Last fall my husband and a friend of his cut the dead junipers that lined the front our house down to small trunks. All winter when I pulled in the driveway I noted that empty front wall of the house and the garden that begged to be replanted with something new, fresh and yes, living. Since I am not a gardener, I used my Chapters gift card to purchase a book entitled learn to garden; a practical introduction to gardening and began dreaming about creating a rock garden. I think I chose this Dorling Kindersley “DK” book because when I worked at the library I found there was something about the layout, the combination of pictures, captions, and text with different font sizes that tempted me to steal them. I could picture myself like a dog that finds something smelly and rolls around on it, rubbing my cheeks, shoulders and back on the pages. P.S. For those of you who are concerned, I never did help myself to books off the shelf.
It turns out that learning to garden requires lots of knowledge. At first it is a little overwhelming to consider soil types, sunlight, colour and height combinations, watering and layout. So I decided to take it one step at a time. Since we live on a country road, obtaining rocks wasn’t an issue. Here, farmers plow up their fields and toss the rocks they dig up in the ditches. My husband and I ventured out and collected enough rocks to fill our 5 x 18 foot garden. My goal here was to fill up much of the garden with rocks to cut down on weeding. We weren’t particular in our collection. I sensed that the variety of sizes and colours would add to the overall appeal.

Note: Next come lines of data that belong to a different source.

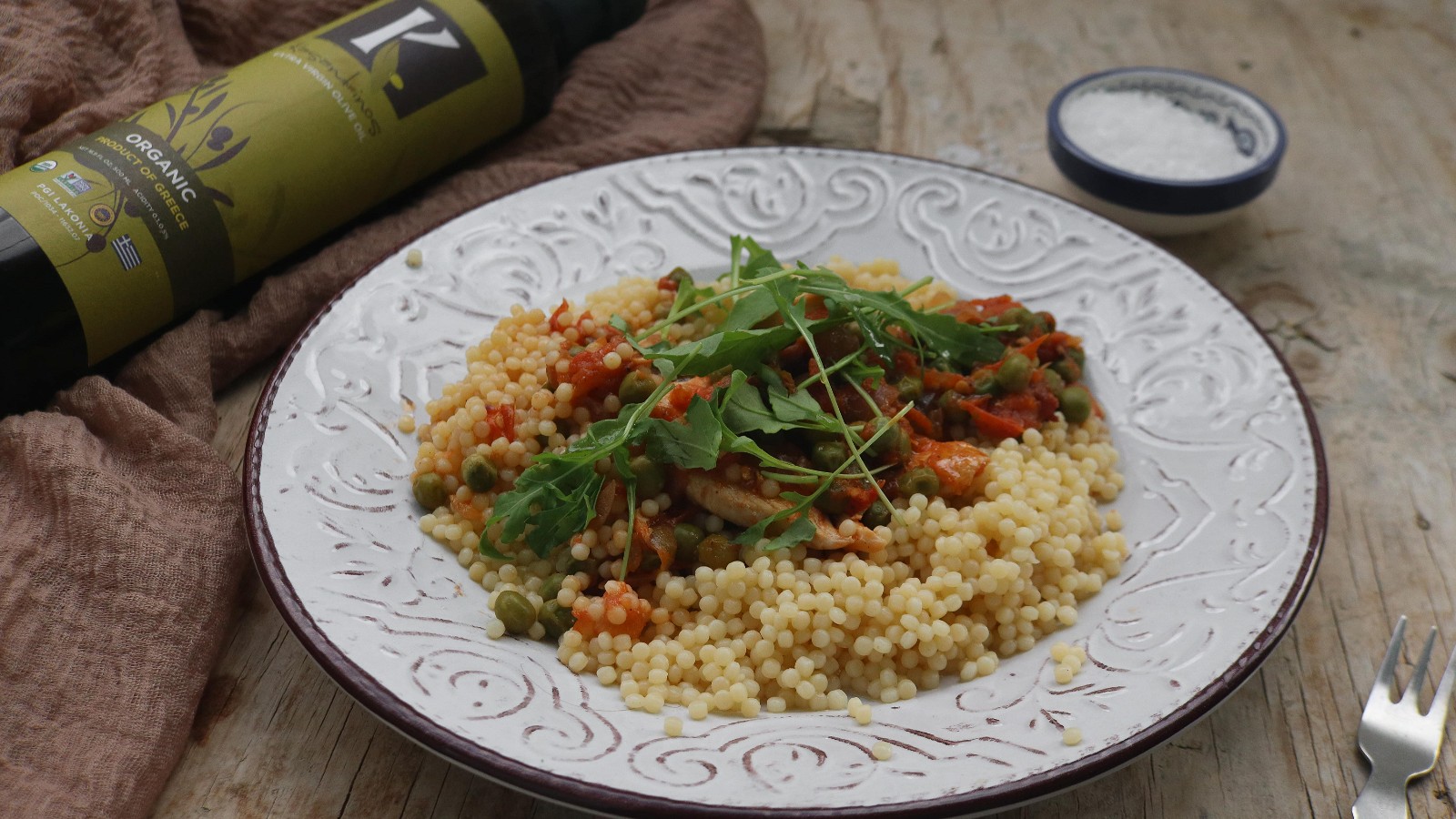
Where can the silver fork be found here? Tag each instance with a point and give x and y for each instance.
(1400, 742)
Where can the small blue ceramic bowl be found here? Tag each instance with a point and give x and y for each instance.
(1164, 207)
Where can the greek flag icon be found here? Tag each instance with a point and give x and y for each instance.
(126, 251)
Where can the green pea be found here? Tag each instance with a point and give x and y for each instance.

For almost two months the garden was truly a rock garden. It had no plants. While I waited for the fear of frost to past, I read about types of plants, picked up seeds, carefully read the planting instructions and planted some seeds to sprout in our greenhouse kitchen window. I also started a garden journal carefully noting the dates I planted and gluing the seed packages to the pages.
However, when it came time to plant these flowers I found myself ignoring all of the instructions and choosing locations on my sense of where to place them. As these plants grew I encountered a problem in being unable to determine which plants were actually flowers and which were weeds. Never being really sure I utilized the” guess and by golly” methodology of gardening. I guess this is a weed, by golly I hope it is.
Throughout the spring and early summer I increasingly found myself stopping at gardening centres. Not one or, two or even three, but every gardening centre from Ajax to Baltimore (north of Cobourg). I felt proud of myself when I purchased wilted perennials for a quarter and delighted in selecting just the right location to plant it and nurture it to health. And I no longer glue the flower labels into my gardening scrapbook. I am lucky to get the label tossed into it. While my flowers take some time to settle in and blossom, I wait.
Often I find my approach to rock gardening a little like my approach to writing. I read about learning to write, collect tips from workshops on writing from across the Durham Region (in Toronto, Uxbridge, Peterborough and Port Hope) and collect word snippets in a notebook. I practice write, often ignoring all the instructions. When I edit, I guess which words need weeding from the page hoping that I am not pulling Thyme or Showy Lady Slippers. I ask others for feedback and I rearrange. Then, I hope, that one day all this word collecting, digging around in the earth, planting ideas, watering and weeding words and rearranging will eventually create a beautiful story to share with other people.